Я просвечивал, и меня всё время пытались накормить. Бывало, приходил к незнакомцу на секс — меня прям на кухне трамбовали шоколадом с зелёным чаем. Или печеньем. В общем, на стол выставляли, что было.
Встречался с парнем с длинной до неприличия прелюдией: мы списывались в «Грайндере», дразнили аппетит горячими фото, считали часы до встречи, потом покупали фарш в «Перекрёстке», делали макаронам альденте, я кромсал лук, он — томаты. Всё в прямом смысле слова. Анальный секс был на десерт — ибо пока не поешь, ничто из под стола не встанет.
Как я понял, если у геев и есть
ухаживания, то все они о еде. Потому что непонятно, как иначе. Не букеты же дарить или комплименты новой причёске делать. Галантное спасение пиджаком от февральского озноба тоже не по-гейски: на разнице мужской и женской терморегуляции не сыграть. Вот и сводится всё к питанию.
Приятного в этом мало. Во-первых, я боюсь, что на свидании живот начнёт урчать, поэтому удовлетворяю себя сам: ем перед выходом. Во-вторых, считаю, что я ем некрасиво. И перед взрослыми мужчинами, которые забирают счёт в ресторанах и тычут в эквайринги картами, мне неудобно. Ну как можно платить за такое сомнительное представление? Со сверстниками в этом плане легче: обычно каждый платит за себя сам, поэтому имеет право укусить бургер так, чтобы грибной соус вывалился за манжету рубашки.

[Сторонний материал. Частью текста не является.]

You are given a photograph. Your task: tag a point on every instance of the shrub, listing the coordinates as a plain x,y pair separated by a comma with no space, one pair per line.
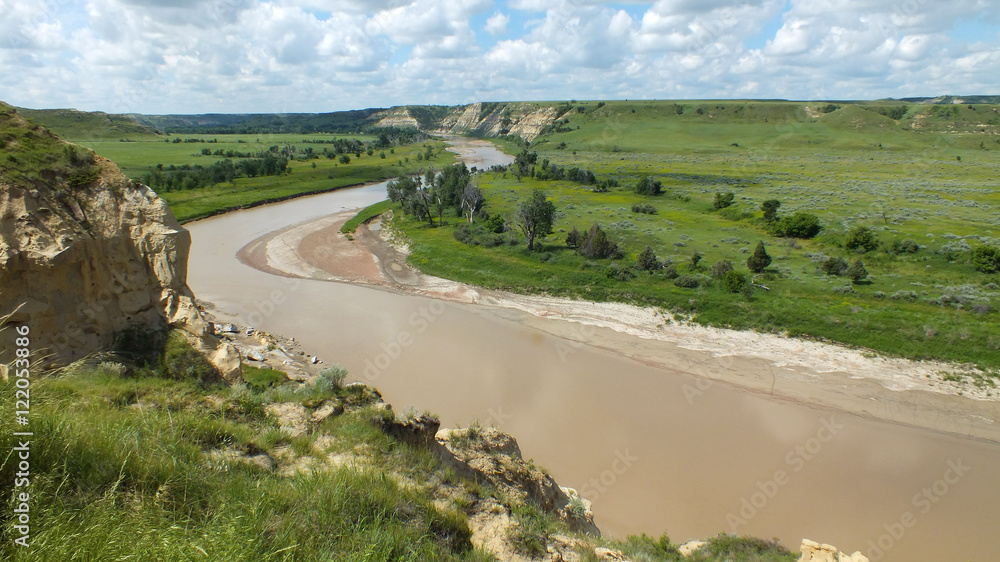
857,271
834,266
720,268
906,246
463,233
619,273
723,200
799,225
770,208
688,281
647,260
648,186
335,376
496,224
986,259
861,239
696,260
759,261
595,244
734,281
181,361
573,238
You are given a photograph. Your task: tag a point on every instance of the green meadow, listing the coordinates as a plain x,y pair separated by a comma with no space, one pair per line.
925,181
307,173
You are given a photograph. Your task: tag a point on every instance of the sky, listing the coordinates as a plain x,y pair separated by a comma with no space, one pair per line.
242,56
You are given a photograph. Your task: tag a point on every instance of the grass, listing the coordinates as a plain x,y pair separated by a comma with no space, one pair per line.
851,167
365,215
312,175
120,469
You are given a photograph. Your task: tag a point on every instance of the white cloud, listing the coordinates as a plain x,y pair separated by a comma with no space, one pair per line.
497,23
321,55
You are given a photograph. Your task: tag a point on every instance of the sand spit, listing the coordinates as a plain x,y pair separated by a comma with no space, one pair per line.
821,374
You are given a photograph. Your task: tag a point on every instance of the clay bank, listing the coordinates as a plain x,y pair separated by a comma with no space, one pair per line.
663,427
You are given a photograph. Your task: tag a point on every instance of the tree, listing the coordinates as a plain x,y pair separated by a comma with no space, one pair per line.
986,259
770,208
723,200
472,201
524,163
648,186
857,271
594,243
721,268
648,261
834,266
534,217
759,261
799,225
861,239
734,281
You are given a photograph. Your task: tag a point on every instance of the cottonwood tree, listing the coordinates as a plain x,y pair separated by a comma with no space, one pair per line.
759,261
472,201
535,216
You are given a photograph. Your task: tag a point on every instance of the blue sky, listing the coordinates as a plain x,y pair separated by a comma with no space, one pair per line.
195,56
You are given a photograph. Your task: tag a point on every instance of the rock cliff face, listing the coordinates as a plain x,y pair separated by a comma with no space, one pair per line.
525,120
85,252
398,117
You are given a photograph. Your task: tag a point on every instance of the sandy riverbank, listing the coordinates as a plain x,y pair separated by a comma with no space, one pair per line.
806,372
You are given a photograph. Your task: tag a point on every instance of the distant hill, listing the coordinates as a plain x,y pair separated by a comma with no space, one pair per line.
253,123
955,100
70,123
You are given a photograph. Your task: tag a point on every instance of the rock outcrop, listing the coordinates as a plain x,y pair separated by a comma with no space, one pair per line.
494,456
816,552
398,117
525,120
86,253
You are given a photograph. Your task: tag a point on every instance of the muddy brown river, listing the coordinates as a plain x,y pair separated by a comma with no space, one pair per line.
655,448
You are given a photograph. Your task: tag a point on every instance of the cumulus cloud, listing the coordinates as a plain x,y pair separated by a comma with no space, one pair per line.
322,55
497,23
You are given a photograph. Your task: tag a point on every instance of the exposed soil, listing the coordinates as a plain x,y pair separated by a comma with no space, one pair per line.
851,380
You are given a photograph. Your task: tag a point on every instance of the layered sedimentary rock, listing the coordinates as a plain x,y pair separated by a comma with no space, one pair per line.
81,261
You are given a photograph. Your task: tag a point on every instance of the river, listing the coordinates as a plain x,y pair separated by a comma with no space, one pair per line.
655,448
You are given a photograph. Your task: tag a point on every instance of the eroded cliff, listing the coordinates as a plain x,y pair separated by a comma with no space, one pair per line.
86,253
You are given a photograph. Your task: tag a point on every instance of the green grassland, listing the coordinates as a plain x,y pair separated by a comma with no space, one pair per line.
929,176
307,174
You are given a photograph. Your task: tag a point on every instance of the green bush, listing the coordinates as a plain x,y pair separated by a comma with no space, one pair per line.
986,259
688,281
720,268
647,260
834,266
760,259
496,224
618,273
906,246
648,186
595,244
734,281
181,361
857,271
723,200
770,208
861,239
799,225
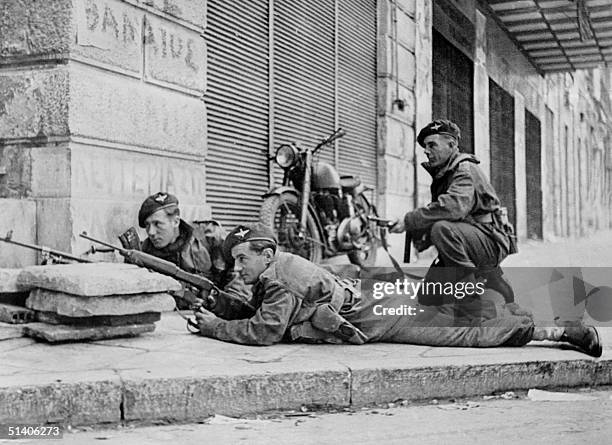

Следуя логике, лучшие гей-любовники — это шеф-повара. Был один: он профессионально пёк блины, но меня соблазнял совсем иначе. Соблазнял эротическими рассказами. Отношений не получилось, зато переписку почти номинировали на Пулитцеровскую премию. Он писал: «
Что делаешь?». Я, мол: «
Лежу в ванной». То, что было дальше, заслуживало тираж. Кулинар тщательно выводил в воображении подробности моих водных процедур, я узнавал о себе много нового.
Моя бархатная кожа в горячей воде, оказывается,
пахла сладкой лавандой. Рукой я гладил аккуратные розовые соски, второй ладонью проводил по краю головки, вызывая возбуждающую дрожь. В воду выстреливали струи. Шеф-повар не знал, что в оригинале соски были обычного коричневого цвета, а рука держала резиновую утку с мылом. И всё же, так за мной ещё никто не ухаживал.
Сам я ухаживал только за собой, ветеранами и за фасолью в 5 классе для биологии. Наверное, это из-за пассивной роли. Или прогрессирующего эгоизма. А может, я ещё не понял: насколько вообще нужен Болоньезе, если можно просто хорошо поговорить?